В больнице пол и стены были выложены белым кафелем. Всюду ходили монахини-сестры в белых накрахмаленных чепцах. Поддерживаемый санитаром, Гонзик прошел по коридору до двери с надписью «Перевязочная»; только там санитар отбросил сигарету. Их приняла старая сестра и сквозь очки в металлической оправе взглядом знатока осмотрела рану. Обессиленный Гонзик опустился на стул, который ему подставила сестра, и закрыл глаза. В ушах у него шумело, и он слышал лишь обрывки разговора.
— Почему вы его не перевязали? — кричала сестра густым мужским голосом. Санитар что-то бормотал, о пленных, но сестра закричала, что человек есть человек, обругала санитара «кретином и ослом», выгнала за дверь и пообещала подать на него рапорт. Потом пришел санитар Луи, высокий, костлявый француз, с черной сигаретой в углу рта. На поясном ремне он направил широкую бритву и выбрил Гонзику голову. В операционной пациента раздели и положили на стол.
— Считайте, — сказала миловидная сестра и приложила ему ко рту каучуковую трубку. — Дышите глубже.
Над больным наклонился молодой хирург в золотых очках и пристально поглядел в лицо Гонзику.
— Девять… десять… — с натугой считал тот, проваливаясь куда-то в темноту, где все громче гудел мотор. — Семнадцать… восемнадцать…
— Вы из Праги? — спросил хирург, но у Гонзика уже не было сил открыть глаза.
— М-м-м-мм-м-м… — бормотал он, стиснув кулаки.
— Прага — прекрасный город, — сказал доктор откуда-то издалека, и Гонзик из последних сил крикнул так, чтобы и доктору было слышно:
— Смерть фашистским оккупантам! — Он трижды повторил это по-немецки и, прежде чем окончательно потерял сознание, заметил, что хирург и сестра громко смеются.
4
Три дня Гонзик лежал в жару, ослабев от потери крови, он почти все время спал. Его будили, чтобы покормить, как ребенка. Сновидения были тяжелые, горячечные: все время кто-то душил его, а он тщетно сопротивлялся, кричал по-французски, по-немецки и по-чешски, звал мать. Просыпаясь, он видел у своей постели молодого хирурга, внешность которого Гонзик, как ни странно, хорошо запомнил, хотя видел его лишь мельком в ту минуту, когда получал наркоз.
Однажды ночью Гонзик проснулся в ознобе. Доктор подал ему порошок и стакан воды, потом присел рядом и пристально посмотрел на пациента, поблескивая золотыми очками.

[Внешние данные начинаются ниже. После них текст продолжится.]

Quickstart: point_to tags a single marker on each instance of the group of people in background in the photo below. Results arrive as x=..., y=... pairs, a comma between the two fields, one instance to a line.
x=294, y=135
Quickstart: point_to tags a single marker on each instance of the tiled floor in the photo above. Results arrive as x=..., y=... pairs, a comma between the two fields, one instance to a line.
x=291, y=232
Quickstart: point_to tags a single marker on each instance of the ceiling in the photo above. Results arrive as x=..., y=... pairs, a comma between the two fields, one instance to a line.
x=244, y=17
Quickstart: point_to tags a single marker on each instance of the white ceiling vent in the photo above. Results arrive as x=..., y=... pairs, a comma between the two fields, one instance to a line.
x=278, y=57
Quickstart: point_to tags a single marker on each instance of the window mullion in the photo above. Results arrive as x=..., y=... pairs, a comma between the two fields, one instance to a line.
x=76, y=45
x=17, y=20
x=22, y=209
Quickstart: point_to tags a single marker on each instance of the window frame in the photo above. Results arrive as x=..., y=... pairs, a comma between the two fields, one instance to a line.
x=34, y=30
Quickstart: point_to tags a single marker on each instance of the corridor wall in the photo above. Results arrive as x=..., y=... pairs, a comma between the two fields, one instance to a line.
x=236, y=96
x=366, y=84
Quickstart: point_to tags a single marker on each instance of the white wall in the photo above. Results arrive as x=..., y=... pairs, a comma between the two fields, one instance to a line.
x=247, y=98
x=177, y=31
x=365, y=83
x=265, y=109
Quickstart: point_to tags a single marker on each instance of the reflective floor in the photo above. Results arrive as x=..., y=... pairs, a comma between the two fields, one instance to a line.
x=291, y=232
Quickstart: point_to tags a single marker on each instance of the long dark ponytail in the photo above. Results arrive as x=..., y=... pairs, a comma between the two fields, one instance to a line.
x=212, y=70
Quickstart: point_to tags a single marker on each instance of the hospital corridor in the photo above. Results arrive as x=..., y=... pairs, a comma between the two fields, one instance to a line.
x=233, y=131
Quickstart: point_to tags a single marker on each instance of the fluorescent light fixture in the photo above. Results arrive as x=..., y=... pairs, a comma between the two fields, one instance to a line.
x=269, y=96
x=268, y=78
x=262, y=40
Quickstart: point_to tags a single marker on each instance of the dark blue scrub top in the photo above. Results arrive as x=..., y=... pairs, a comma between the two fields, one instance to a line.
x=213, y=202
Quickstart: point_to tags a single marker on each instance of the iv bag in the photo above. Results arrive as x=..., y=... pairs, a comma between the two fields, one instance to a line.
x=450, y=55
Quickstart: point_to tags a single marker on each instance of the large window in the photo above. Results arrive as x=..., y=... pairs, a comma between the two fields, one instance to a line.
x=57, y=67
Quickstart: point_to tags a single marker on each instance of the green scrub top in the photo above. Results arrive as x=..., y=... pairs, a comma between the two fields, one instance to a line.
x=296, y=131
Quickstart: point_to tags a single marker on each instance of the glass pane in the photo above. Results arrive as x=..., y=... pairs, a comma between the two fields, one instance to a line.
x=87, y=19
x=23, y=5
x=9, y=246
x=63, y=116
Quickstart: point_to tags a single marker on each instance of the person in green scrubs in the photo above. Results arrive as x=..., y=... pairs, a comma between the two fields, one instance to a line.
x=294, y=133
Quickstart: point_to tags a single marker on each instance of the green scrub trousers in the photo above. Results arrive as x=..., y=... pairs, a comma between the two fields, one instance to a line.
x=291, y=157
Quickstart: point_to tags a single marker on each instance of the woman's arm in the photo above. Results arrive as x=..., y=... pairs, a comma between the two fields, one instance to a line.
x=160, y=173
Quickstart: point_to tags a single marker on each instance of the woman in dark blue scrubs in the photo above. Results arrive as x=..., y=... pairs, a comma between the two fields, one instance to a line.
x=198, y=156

— Температура уже снижается, — сказал он. — Завтра будет лучше. Вам чертовски повезло.
Гонзик неподвижно лежал под одеялом, превозмогая сонливость.
— Вы немец? — спросил он после паузы.
Доктор молча улыбнулся.
— Разве это важно? Я — врач.
— И немец?
Доктора забавляла эта настойчивость.
— Не вынимайте рук из-под одеяла, ночью тут не очень-то тепло. Я лотарингец, если вам это что-нибудь говорит.
— Очень даже говорит. Больше, чем я ожидал.
— Вы слишком неосторожны, молодой человек, — несколько иронически заметил доктор. — В нынешней Германии это не совсем уместно.
Гонзик доверчиво взглянул на него.
— Когда я впервые увидел вас, лежа на операционном столе, мне показалось, что мы знакомы уже много лет, — сказал он. — Такое ощущение возникает обычно при встрече с человеком, которому можно доверять.
— В чем? — с улыбкой спросил доктор.
Гонзик усмехнулся.
— Ну, хотя бы как врачу, если угодно. Скажите, может быть, вам приятнее говорить по-французски?
— А вы владеете французским?
— На аттестат зрелости я сдавал французский язык. Это было… сколько же лет назад? Три года…
— Лучше будем продолжать разговор по-немецки, — быстро отозвался доктор. — Мы хоть и наедине, но… не стоит привлекать к себе внимание. — Он встал и придвинул стул к столу. — Когда вы начнете ходить, я приглашу вас к себе в гости. Я живу тут же, при больнице. Там поговорим.